Colère, esprit de vengeance sont les premiers sentiments à chaud des élèves congolais quand ils en apprennent plus sur la colonisation. Mais l’éducation et le temps jouent le rôle pour aider ces jeunes à prendre du recul. Pembellé et Tania ont 13 et 14 ans. "Les Belges nous ont maltraités. Ils nous ont tabassés et nous ont tués. Tout ça. Pour être franc, je n’ai pas vraiment l’esprit de vengeance parce que ce sont des frères. Vous voyez ?".

"Avant, j’avais de la colère, de la haine. Moi aussi, je me disais 'Un jour quand je vais grandir, je vais remettre ça. Je vais me venger parce que les Blancs n’aiment pas les Noirsi. Je disais n’importe quoi parce que je ne savais rien. J’étais encore petite, mais en grandissant, j’ai appris qu’il ne faut pas remettre du mal au mal. Nous sommes des Congolais. L’Afrique nous apprend 'un pour tous et tous pour un'."

Pour les historiens, aller vers un récit moins eurocentré

Ça fait longtemps que les historiens belges et congolais ont la même vision critique de la colonisation et aussi très lucide sur toute la violence de cette période. Il reste peut-être quelques divergences de points de vue, mais qui font partie du débat scientifique. Historiens belges et congolais se sont d’ailleurs retrouvés à Kinshasa il y a quelques jours pour repenser l’enseignement de l’histoire du Congo, lors d’un colloque avec un premier bilan.

"On retrouve notamment l’importance de la place à accorder aux acteurs congolais dans le récit de cette histoire pour qu’on ait un récit qui soit un peu moins eurocentré (centré sur l’Europe, ndlr). L’importance aussi de replacer la période coloniale dans le temps long de l’histoire de l’Afrique et donc de rappeler à quel point l’Afrique a eu une histoire super riche avant le début de la colonisation. Ça permet aussi de changer un peu le regard sur cette période particulière" explique Amandine Lauro, chercheuse qualifiée FNRS et professeur d’histoire à l’ULB.

Changer le regard, améliorer l’enseignement de cette période chez nous. C’est justement l’objectif de la ministre actuelle de l’Éducation. Caroline Désir s’est rendue dans une école en RDC pour suivre un cours d’histoire et échanger avec des élèves.

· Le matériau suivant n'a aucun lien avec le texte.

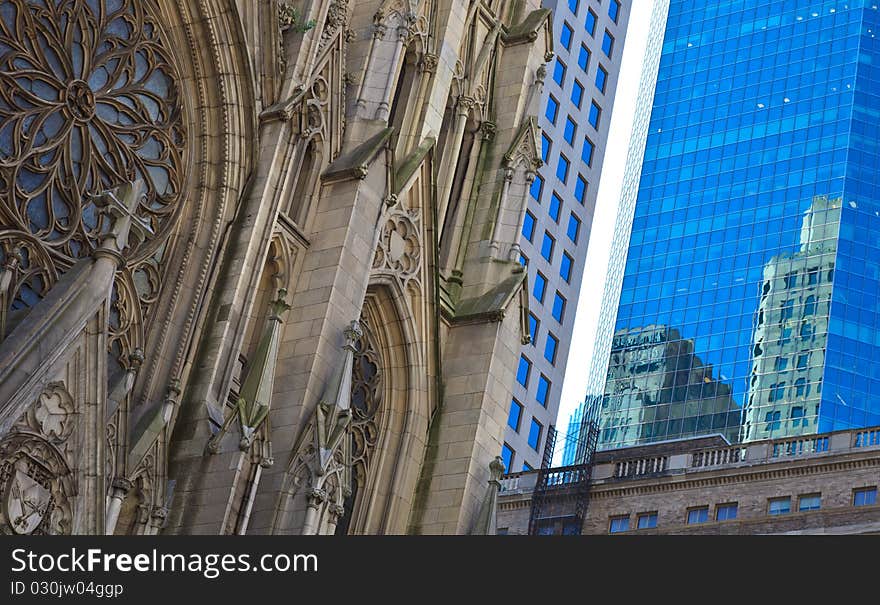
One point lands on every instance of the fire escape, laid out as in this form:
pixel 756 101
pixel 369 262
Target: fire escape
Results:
pixel 562 494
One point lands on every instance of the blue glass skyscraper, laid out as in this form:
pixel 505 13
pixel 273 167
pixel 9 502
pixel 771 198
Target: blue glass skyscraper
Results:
pixel 749 300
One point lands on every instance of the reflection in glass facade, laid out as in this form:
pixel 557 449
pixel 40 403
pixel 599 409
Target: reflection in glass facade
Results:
pixel 749 301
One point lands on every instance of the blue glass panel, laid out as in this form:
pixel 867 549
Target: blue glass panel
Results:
pixel 601 78
pixel 558 307
pixel 607 43
pixel 555 207
pixel 583 59
pixel 577 93
pixel 590 23
pixel 754 251
pixel 565 267
pixel 515 415
pixel 543 390
pixel 559 72
pixel 534 434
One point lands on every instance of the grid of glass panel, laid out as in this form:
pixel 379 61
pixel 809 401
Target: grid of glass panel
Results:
pixel 561 203
pixel 749 304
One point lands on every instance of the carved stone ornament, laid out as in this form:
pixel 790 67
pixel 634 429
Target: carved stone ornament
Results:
pixel 88 100
pixel 53 413
pixel 35 487
pixel 399 248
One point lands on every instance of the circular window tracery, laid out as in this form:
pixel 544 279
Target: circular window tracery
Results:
pixel 88 100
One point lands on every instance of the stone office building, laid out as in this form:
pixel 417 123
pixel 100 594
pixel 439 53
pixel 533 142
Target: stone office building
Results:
pixel 819 484
pixel 258 261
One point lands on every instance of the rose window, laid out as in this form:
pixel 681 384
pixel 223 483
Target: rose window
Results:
pixel 88 100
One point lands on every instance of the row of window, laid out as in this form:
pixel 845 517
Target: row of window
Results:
pixel 508 454
pixel 514 419
pixel 613 12
pixel 539 290
pixel 865 496
pixel 573 229
pixel 523 374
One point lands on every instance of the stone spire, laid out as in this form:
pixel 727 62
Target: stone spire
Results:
pixel 255 397
pixel 486 519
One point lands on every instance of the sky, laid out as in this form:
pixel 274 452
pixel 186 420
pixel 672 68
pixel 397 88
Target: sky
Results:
pixel 574 386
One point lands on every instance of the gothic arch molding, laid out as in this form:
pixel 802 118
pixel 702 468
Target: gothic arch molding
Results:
pixel 384 504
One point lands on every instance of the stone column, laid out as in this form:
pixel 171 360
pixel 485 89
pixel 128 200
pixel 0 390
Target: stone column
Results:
pixel 120 487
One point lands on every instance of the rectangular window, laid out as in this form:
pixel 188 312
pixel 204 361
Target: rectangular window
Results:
pixel 529 226
pixel 546 144
pixel 587 153
pixel 607 43
pixel 590 22
pixel 562 168
pixel 772 421
pixel 577 94
pixel 543 390
pixel 809 502
pixel 507 457
pixel 583 59
pixel 536 188
pixel 618 524
pixel 558 311
pixel 534 322
pixel 595 112
pixel 535 434
pixel 601 79
pixel 547 247
pixel 797 416
pixel 550 348
pixel 523 371
pixel 777 392
pixel 698 515
pixel 574 228
pixel 515 415
pixel 580 189
pixel 565 267
pixel 540 287
pixel 787 310
pixel 565 36
pixel 555 207
pixel 552 109
pixel 865 496
pixel 614 10
pixel 779 506
pixel 726 512
pixel 570 130
pixel 647 520
pixel 559 72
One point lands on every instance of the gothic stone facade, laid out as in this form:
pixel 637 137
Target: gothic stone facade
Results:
pixel 258 261
pixel 826 480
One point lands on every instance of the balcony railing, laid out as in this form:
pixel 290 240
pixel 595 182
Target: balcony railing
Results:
pixel 641 466
pixel 799 447
pixel 717 457
pixel 867 438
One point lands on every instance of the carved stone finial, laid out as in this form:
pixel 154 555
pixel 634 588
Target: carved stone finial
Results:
pixel 541 73
pixel 136 359
pixel 496 468
pixel 488 130
pixel 120 205
pixel 353 333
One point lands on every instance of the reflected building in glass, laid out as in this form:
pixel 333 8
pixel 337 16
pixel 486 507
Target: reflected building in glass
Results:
pixel 791 331
pixel 754 244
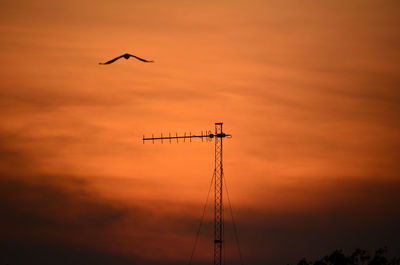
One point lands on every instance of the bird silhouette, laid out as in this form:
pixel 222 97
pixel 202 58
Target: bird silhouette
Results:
pixel 127 56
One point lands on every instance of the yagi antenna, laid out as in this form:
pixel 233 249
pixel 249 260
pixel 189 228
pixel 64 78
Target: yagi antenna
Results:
pixel 219 135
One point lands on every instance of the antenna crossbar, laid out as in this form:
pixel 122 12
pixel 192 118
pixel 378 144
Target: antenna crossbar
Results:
pixel 206 136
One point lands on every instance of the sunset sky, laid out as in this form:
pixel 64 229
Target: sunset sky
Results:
pixel 309 90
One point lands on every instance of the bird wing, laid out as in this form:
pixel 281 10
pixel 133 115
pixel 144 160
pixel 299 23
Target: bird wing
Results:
pixel 140 59
pixel 113 60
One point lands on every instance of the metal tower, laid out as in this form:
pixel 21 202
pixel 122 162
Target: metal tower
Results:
pixel 218 184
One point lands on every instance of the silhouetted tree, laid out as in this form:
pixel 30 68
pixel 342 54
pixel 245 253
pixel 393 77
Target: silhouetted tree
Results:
pixel 358 257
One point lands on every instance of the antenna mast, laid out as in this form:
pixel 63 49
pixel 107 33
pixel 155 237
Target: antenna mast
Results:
pixel 218 184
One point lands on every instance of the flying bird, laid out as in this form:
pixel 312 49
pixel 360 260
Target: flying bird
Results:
pixel 127 56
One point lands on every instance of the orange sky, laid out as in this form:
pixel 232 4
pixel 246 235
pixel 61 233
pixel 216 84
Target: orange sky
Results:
pixel 308 89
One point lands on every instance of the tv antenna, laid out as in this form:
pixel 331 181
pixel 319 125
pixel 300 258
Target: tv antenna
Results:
pixel 219 135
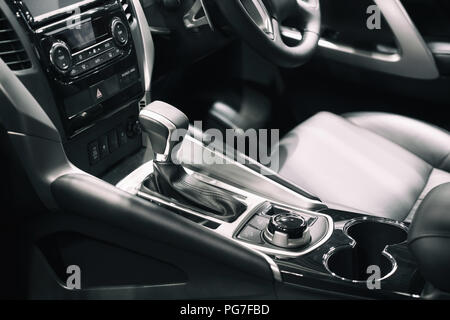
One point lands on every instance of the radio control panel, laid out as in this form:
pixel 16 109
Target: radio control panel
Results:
pixel 91 63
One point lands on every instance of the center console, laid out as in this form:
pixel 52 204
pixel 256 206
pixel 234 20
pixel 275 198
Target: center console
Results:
pixel 88 53
pixel 307 244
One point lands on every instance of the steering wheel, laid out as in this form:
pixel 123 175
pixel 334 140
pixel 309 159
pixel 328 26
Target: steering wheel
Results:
pixel 259 23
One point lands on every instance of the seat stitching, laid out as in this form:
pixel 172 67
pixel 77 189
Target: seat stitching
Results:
pixel 429 172
pixel 443 159
pixel 420 193
pixel 403 147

Elle a participé au colloque sur l’enseignement de l’histoire. Elle a rappelé la volonté politique de généraliser l’enseignement de l’histoire du Congo et de la colonisation en secondaire.

Ce sera chose faite grâce au nouveau référentiel du tronc commun, mais il faudra attendre 2027 pour qu’il soit effectif en deuxième secondaire. D’ici là, la ministre compte soutenir les profs qui veulent déjà avancer. "Si on doit attendre 2027, évidemment pour avoir des changements en la matière, c’est un peu long. Et donc, ce qui nous semble utile aussi et surtout, c’est d’équiper correctement les professeurs qui souhaitent s’engager évidemment dans l’enseignement de cette partie de notre histoire de la Belgique. Et il y en a déjà beaucoup qui le font et qu’ils le font très bien. Je voudrais le souligner. Donc, on doit les équiper davantage en leur proposant des ressources pédagogiques adaptées."

Soixante ans après l’indépendance du Congo, "il est temps, dit la ministre, de faire la paix avec le passé". Il y a donc de l’espoir pour que tous les jeunes Belges et Congolais connaissent mieux ce pan important de leur histoire pour mieux construire aussi leur avenir.